11.          That is however not the end of the matter. Mrs Williock-Briscoe submitted that if I found that the Respondent had refused to admit on the wrong basis under the EEA Regulations, then, relying on the guidance referred to above the proper course was for the Judge to remit to the Respondent to re-take the decision whether to admit based on a consideration of whether the Appellant represents a genuine, present and sufficiently serious threat to the UK rather than going on to make the decision himself on the basis of very limited evidence as to that risk and where criminal records checks had not been carried out by the Respondent. Ms Cole accepted that this course was open to the Judge. The issue is whether there was an error of law in not taking that course.

12.          There was no dispute between the parties before the First-Tier Tribunal that the Appellant's relationship with his spouse was genuine. The issue of whether the Judge was wrong not to remit to the Respondent relates to the issue of whether the Appellant represents a current threat. Although there was evidence of a criminal records check in relation to Romania, there was no evidence of checks in relation to his time in Nigeria following deportation or during the period that he resided in the United States. The guidance to which I refer above indicates that, when considering whether to admit a person in the Appellant's position, the issue of whether they constitute the requisite level of threat on public policy or public security grounds should be assessed under the EEA Regulations. There was no such assessment and limited evidence of any checks for further offences. The Judge relied solely on the Appellant's evidence that he had not committed any further offences. Although the offence of which he was convicted occurred over ten years ago, the Appellant has not been in the UK for that period and there was limited evidence to permit an assessment by the Judge as to the risk which the Appellant might now pose.

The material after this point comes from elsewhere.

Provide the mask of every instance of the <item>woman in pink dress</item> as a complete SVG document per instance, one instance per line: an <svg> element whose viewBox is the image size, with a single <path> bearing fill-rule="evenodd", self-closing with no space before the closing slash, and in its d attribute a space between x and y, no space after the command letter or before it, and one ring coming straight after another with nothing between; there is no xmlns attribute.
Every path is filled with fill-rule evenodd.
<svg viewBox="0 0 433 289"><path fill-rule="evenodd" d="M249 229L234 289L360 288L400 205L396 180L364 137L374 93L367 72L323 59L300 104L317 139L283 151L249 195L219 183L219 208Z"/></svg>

13.          I am satisfied that the Decision contained a material error of law in not remitting the matter to the Respondent for a decision under regulation 21 of the EEA Regulations. The proper course is to set aside the Decision and to allow the appeal to the extent of remitting the matter to the Respondent to re-determine the application to admit by reference to that regulation. I was told by Ms Cole that an application to revoke the deportation order has now been made by the Appellant to the Home Office and the decision whether to admit can presumably be re-taken in conjunction with that application.

14.          I note that the Appellant is currently residing in Romania with his children who are therefore separated from their mother. The decision should therefore be re-taken as soon as practically possible. I have considered whether to give a direction as to the timescale in which a further decision should be taken. I have however concluded that this would not be appropriate as I recognise that when that can be done may be dependent on matters outside the control of the Respondent such as the response to criminal records checks.

DECISION

The First-tier Tribunal decision did involve the making of an error on a point of law to the extent of failing to remit the matter to the Respondent for further decision. I set aside the Decision and re-make the decision in the appeal by allowing it to the extent of remittal to the Respondent for her to re-take the decision whether to admit in accordance with regulation 21 of the EEA Regulations.